DRONGOWSKI v. OHIO DEPT. OF TRANSP., Unpublished Decision (6-2-2004)


2004-Ohio-3497

Karen Drongowski, Plaintiff, v. Ohio Dept. of Transportation, Defendant.

Case No. 2004-02865-AD.Court of Claims of Ohio.
Filed June 2, 2004.

[EDITOR’S NOTE: This case is unpublished as indicated by the issuing court.]

Karen Drongowski, 5728 Morlick Sq., Dublin, Ohio 43017, Plaintiff, Pro se.

Gordon Proctor, Director, Department of Transportation, 1980 West Broad Street, Columbus, Ohio 43223, for Defendant.

MEMORANDUM DECISION FINDINGS OF FACT {¶ 1} 1) On February 12, 2004, plaintiff, Karen Drongowski, was traveling south on State Route 257 south of Shaughnessy Reservoir in Delaware County, when her automobile struck two large potholes causing damage to the vehicle.

{¶ 2} 2) Plaintiff filed this complaint seeking to recover $403.89, the cost of automotive repair which plaintiff contends she incurred as a result of negligence on the part of defendant, Department of Transportation, in maintaining the roadway. Plaintiff submitted the filing fee.

{¶ 3} 3) Defendant has denied liability based on the fact it had no knowledge of the potholes prior to plaintiff’s property damage occurrence.

{¶ 4} 4) On April 29, 2004, plaintiff filed a response to defendant’s investigation report. She submitted photographic evidence showing the potholes had not been repaired as of April 26, 2004. However, plaintiff has not submitted any evidence to indicate the length of time the potholes existed prior to the incident forming the basis of this claim.

{¶ 5} 5) Defendant has asserted maintenance records show three pothole patching operations were needed in the general vicinity of plaintiff’s incident during the six-week period preceding the February 12, 2004, property damage event.

CONCLUSIONS OF LAW {¶ 6} 1) Defendant has the duty to keep roads in a safe, drivable condition. Amica Mutual v. Dept. of Transportation (1982), 81-02289-AD.

{¶ 7} 2) In order to recover on a claim of this type, plaintiff must prove either: 1) defendant had actual or constructive notice of the defects (potholes) and failed to respond in a reasonable time or responded in a negligent manner, or 2) that defendant, in a general sense, maintains its highways negligently. Denis v. Department of Transportation (1976), 75-0287-AD.
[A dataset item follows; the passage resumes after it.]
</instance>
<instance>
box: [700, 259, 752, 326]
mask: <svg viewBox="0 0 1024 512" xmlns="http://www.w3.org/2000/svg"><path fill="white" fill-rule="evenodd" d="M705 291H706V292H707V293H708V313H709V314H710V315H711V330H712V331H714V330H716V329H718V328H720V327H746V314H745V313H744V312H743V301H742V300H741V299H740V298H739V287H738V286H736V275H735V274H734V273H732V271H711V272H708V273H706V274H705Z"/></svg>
{¶ 8} 3) There is no evidence defendant had actual notice of the damage-causing potholes.

{¶ 9} 4) The trier of fact is precluded from making an inference of defendant’s constructive notice, unless evidence is presented in respect to the time the defective conditions (potholes) developed. Spires v. Highway Department (1988), 61 Ohio Misc.2d 262.

{¶ 10} 5) Size of the defects (potholes) are insufficient to show notice or duration of existence. O’Neil v. Department of Transportation
(1988), 61 Ohio Misc.2d 297.

{¶ 11} 6) In order for there to be constructive notice, plaintiff must show sufficient time has elapsed after dangerous conditions (potholes) appear, so that under the circumstances, defendant should have acquired knowledge of the existence of the defects. Guiher v. Jackson (1978), 78-0126-AD.

{¶ 12} 7) No evidence has shown defendant had constructive notice of the potholes.

{¶ 13} 8) Furthermore, plaintiff has failed to show defendant negligently maintained the roadway.

{¶ 14} Having considered all the evidence in the claim file and, for the reasons set forth in the memorandum decision filed concurrently herewith, judgment is rendered in favor of defendant. Court costs are assessed against plaintiff. The clerk shall serve upon all parties notice of this judgment and its date of entry upon the journal.